MASS MURDER OF CHILDREN
All this went on as the Nazis took control of the country. As far as the Nazis were concerned, as long as the Croatian militia carried out their orders to round up and intern Jews from the region, the troops were at liberty to persecute whoever else they pleased. Thus, as well as rounding up Jewish and Roma people, the Ustase interned many Serbs. In one of the worst war crimes to take place in Yugoslavia, over 6,000 children were separated from their parents and taken to a camp at Sisak. There, they lived in squalid conditions without enough to eat or drink, until around 1,600 of them died. A similar scene took place at the concentration camp of Jastrebarko, where over 3,000 children met with the same type of neglect, and hundreds of them dying in the process.

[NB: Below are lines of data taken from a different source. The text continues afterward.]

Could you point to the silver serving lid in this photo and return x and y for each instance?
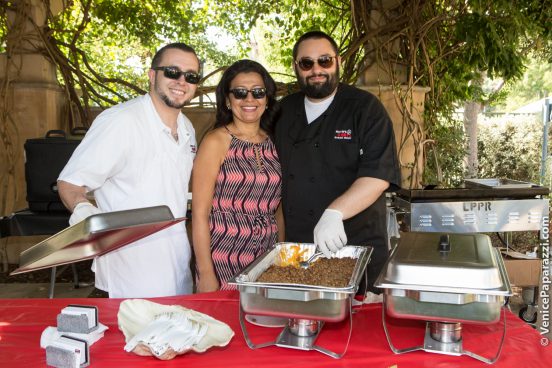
(497, 183)
(443, 262)
(97, 235)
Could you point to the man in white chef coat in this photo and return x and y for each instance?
(140, 154)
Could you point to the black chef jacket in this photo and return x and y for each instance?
(353, 138)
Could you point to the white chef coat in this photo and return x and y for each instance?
(129, 160)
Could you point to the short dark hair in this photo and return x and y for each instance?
(175, 45)
(314, 35)
(224, 114)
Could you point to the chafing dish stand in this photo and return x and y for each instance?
(307, 307)
(445, 280)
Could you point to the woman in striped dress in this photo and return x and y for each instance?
(236, 180)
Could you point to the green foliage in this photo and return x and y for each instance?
(446, 154)
(510, 147)
(535, 84)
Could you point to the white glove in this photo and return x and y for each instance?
(81, 211)
(329, 233)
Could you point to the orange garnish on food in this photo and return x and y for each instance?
(291, 256)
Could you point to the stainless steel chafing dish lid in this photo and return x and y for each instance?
(94, 236)
(497, 183)
(468, 263)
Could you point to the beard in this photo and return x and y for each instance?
(319, 90)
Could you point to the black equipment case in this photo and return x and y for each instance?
(44, 160)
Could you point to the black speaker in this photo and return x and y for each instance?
(44, 160)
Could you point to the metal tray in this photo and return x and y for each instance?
(298, 300)
(94, 236)
(497, 183)
(468, 285)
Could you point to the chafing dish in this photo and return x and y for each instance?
(497, 183)
(306, 306)
(94, 236)
(445, 279)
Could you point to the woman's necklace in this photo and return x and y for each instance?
(251, 138)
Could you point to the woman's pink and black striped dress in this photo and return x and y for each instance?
(247, 194)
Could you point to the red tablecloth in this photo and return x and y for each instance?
(23, 320)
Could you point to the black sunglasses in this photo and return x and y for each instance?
(172, 72)
(241, 93)
(306, 63)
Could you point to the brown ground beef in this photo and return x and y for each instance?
(334, 272)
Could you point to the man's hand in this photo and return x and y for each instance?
(81, 211)
(329, 233)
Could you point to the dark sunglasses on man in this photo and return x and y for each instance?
(306, 63)
(172, 72)
(241, 93)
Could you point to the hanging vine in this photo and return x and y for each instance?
(416, 43)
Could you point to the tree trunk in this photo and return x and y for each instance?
(471, 110)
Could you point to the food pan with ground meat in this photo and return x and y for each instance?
(298, 297)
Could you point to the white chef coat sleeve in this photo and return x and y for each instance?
(102, 152)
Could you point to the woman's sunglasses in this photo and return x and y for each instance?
(241, 93)
(307, 63)
(172, 72)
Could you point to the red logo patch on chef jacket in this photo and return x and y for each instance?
(343, 134)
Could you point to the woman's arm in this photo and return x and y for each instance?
(205, 171)
(281, 224)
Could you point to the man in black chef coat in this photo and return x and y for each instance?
(338, 156)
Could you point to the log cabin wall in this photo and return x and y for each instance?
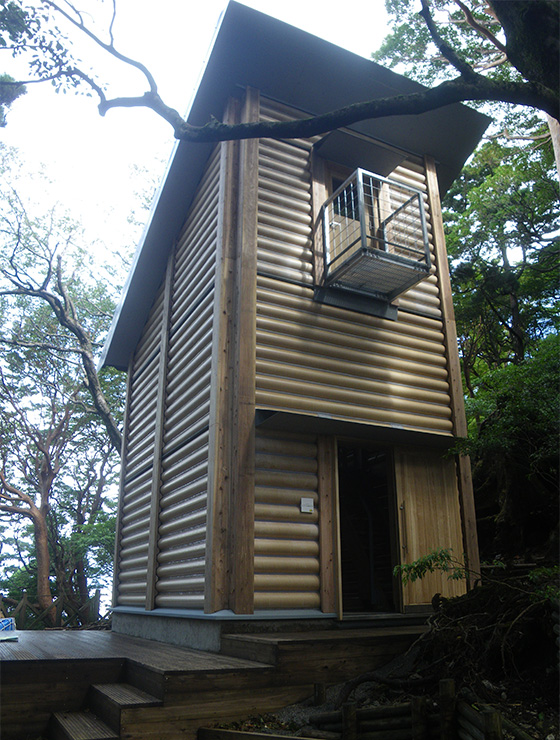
(317, 358)
(287, 555)
(161, 556)
(312, 357)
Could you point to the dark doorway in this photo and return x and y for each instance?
(366, 529)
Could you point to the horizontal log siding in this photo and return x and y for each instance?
(316, 358)
(286, 541)
(132, 566)
(284, 234)
(184, 481)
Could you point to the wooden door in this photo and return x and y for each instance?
(429, 517)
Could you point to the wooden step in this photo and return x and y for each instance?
(79, 726)
(108, 700)
(324, 656)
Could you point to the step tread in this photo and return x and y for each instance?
(346, 635)
(84, 726)
(126, 695)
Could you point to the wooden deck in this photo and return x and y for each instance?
(90, 685)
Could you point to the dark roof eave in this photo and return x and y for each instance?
(284, 63)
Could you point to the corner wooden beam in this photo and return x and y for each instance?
(242, 505)
(216, 594)
(466, 495)
(153, 537)
(118, 526)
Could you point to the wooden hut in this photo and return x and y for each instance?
(293, 379)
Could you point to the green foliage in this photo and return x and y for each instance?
(502, 220)
(9, 92)
(441, 560)
(54, 449)
(545, 582)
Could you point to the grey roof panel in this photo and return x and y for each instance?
(301, 70)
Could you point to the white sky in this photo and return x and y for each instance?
(89, 158)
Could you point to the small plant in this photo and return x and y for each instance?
(437, 560)
(441, 560)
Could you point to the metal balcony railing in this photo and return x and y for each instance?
(375, 237)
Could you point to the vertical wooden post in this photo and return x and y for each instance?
(447, 702)
(216, 594)
(242, 507)
(464, 478)
(419, 707)
(118, 526)
(319, 196)
(492, 724)
(153, 538)
(349, 721)
(326, 463)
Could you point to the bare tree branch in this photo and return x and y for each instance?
(479, 28)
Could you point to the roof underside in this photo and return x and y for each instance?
(303, 71)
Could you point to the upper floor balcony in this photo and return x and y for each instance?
(375, 237)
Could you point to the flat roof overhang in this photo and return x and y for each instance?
(294, 67)
(364, 433)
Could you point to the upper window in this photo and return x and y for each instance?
(374, 236)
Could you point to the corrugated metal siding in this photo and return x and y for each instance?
(183, 494)
(286, 541)
(424, 298)
(317, 358)
(138, 461)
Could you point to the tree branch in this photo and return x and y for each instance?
(464, 69)
(482, 30)
(452, 91)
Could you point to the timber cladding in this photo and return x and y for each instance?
(164, 502)
(286, 539)
(211, 513)
(317, 358)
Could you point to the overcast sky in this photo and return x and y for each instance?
(91, 158)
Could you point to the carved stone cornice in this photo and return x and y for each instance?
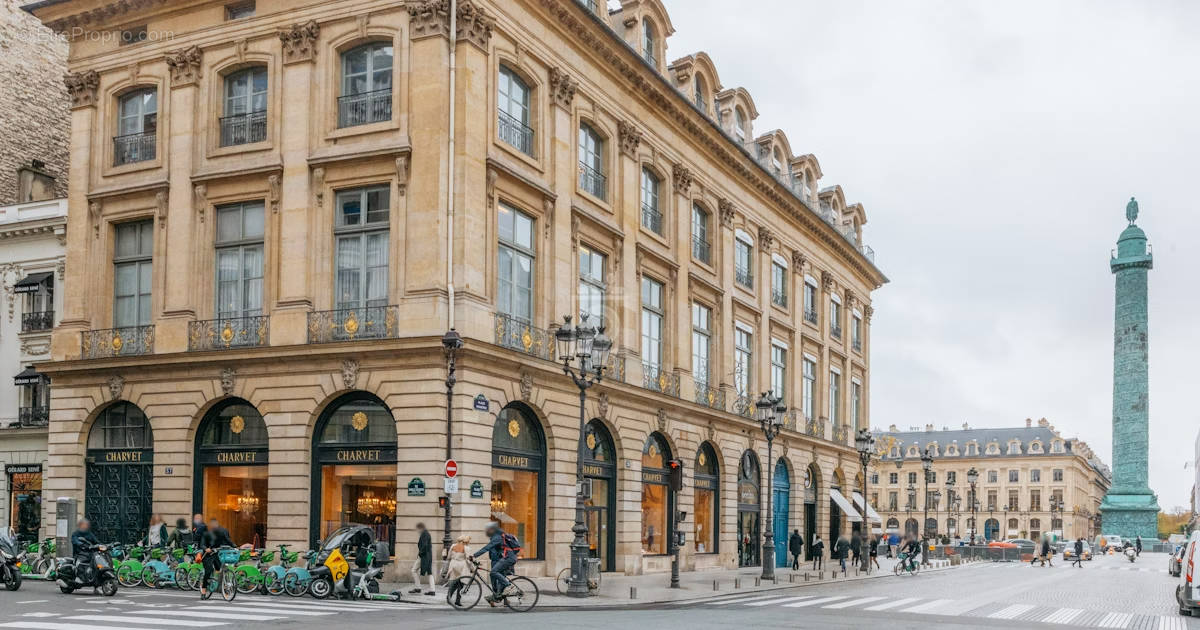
(185, 66)
(300, 42)
(629, 136)
(681, 177)
(562, 88)
(82, 87)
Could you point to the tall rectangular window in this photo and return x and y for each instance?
(808, 397)
(652, 324)
(239, 259)
(361, 231)
(701, 342)
(132, 274)
(743, 360)
(516, 264)
(779, 370)
(592, 285)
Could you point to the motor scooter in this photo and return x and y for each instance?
(71, 575)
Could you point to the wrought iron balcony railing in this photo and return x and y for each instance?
(593, 181)
(358, 323)
(364, 108)
(34, 417)
(36, 322)
(709, 396)
(657, 378)
(227, 333)
(130, 341)
(133, 148)
(515, 132)
(244, 129)
(519, 335)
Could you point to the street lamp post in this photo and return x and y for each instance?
(591, 348)
(865, 444)
(972, 478)
(769, 412)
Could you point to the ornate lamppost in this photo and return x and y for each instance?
(769, 412)
(591, 348)
(972, 479)
(864, 442)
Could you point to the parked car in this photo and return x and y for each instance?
(1187, 593)
(1068, 552)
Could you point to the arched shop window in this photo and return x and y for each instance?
(354, 467)
(519, 478)
(707, 501)
(599, 466)
(119, 485)
(657, 499)
(229, 483)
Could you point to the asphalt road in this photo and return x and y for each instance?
(1105, 593)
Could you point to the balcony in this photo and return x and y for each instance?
(517, 335)
(353, 324)
(133, 148)
(106, 343)
(30, 417)
(743, 276)
(228, 333)
(711, 397)
(36, 322)
(364, 108)
(244, 129)
(655, 378)
(593, 181)
(701, 250)
(515, 132)
(652, 219)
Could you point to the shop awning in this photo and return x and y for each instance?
(844, 505)
(870, 511)
(27, 377)
(33, 282)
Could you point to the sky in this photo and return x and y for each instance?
(994, 145)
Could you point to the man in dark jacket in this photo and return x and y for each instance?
(796, 545)
(424, 563)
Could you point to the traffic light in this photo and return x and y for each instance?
(675, 477)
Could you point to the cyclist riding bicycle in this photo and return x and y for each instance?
(502, 549)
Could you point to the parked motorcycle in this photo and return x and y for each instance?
(71, 575)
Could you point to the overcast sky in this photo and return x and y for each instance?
(994, 147)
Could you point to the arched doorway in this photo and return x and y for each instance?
(229, 480)
(706, 501)
(749, 528)
(781, 490)
(658, 501)
(519, 478)
(354, 467)
(599, 466)
(119, 489)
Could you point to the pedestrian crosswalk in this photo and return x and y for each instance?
(1013, 612)
(145, 615)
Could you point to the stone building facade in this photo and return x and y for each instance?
(36, 123)
(1032, 481)
(279, 209)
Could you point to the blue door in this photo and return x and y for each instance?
(781, 487)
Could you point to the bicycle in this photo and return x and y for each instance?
(471, 589)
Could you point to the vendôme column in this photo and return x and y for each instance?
(1131, 508)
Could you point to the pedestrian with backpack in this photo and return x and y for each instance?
(502, 549)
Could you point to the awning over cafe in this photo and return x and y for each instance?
(33, 282)
(845, 507)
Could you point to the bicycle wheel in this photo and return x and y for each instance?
(466, 597)
(527, 594)
(228, 583)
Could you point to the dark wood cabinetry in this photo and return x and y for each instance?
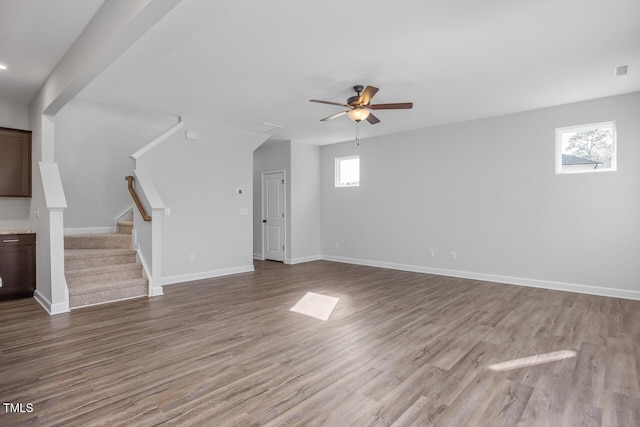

At the end of the war, the horrifying statistics on the carnage were revealed. It is estimated that in total, 11,176 Serbian children die between 1941 and 1942. Of these, the majority were boys. Tragically, the average age of the children was six-and-a-half years old.
THE ARCHITECT OF GENOCIDE
The architect of the Serbian massacres was Ante Pavelic, the leader of the Croatian National Socialist Ustase movement, who became head of the so-called Independent State of Croatia when the Nazis invaded the Balkans during World War II. Far from being an independent state, as its name suggested, Croatia in fact became a puppet state of the Third Reich, and it set about supporting the Germans in their persecution and murder of the Jews and Roma people. In addition, the Croatian Ustase pursued their own agenda, which was to rid the country of the Serbian nationals living there, without opposition from the German government.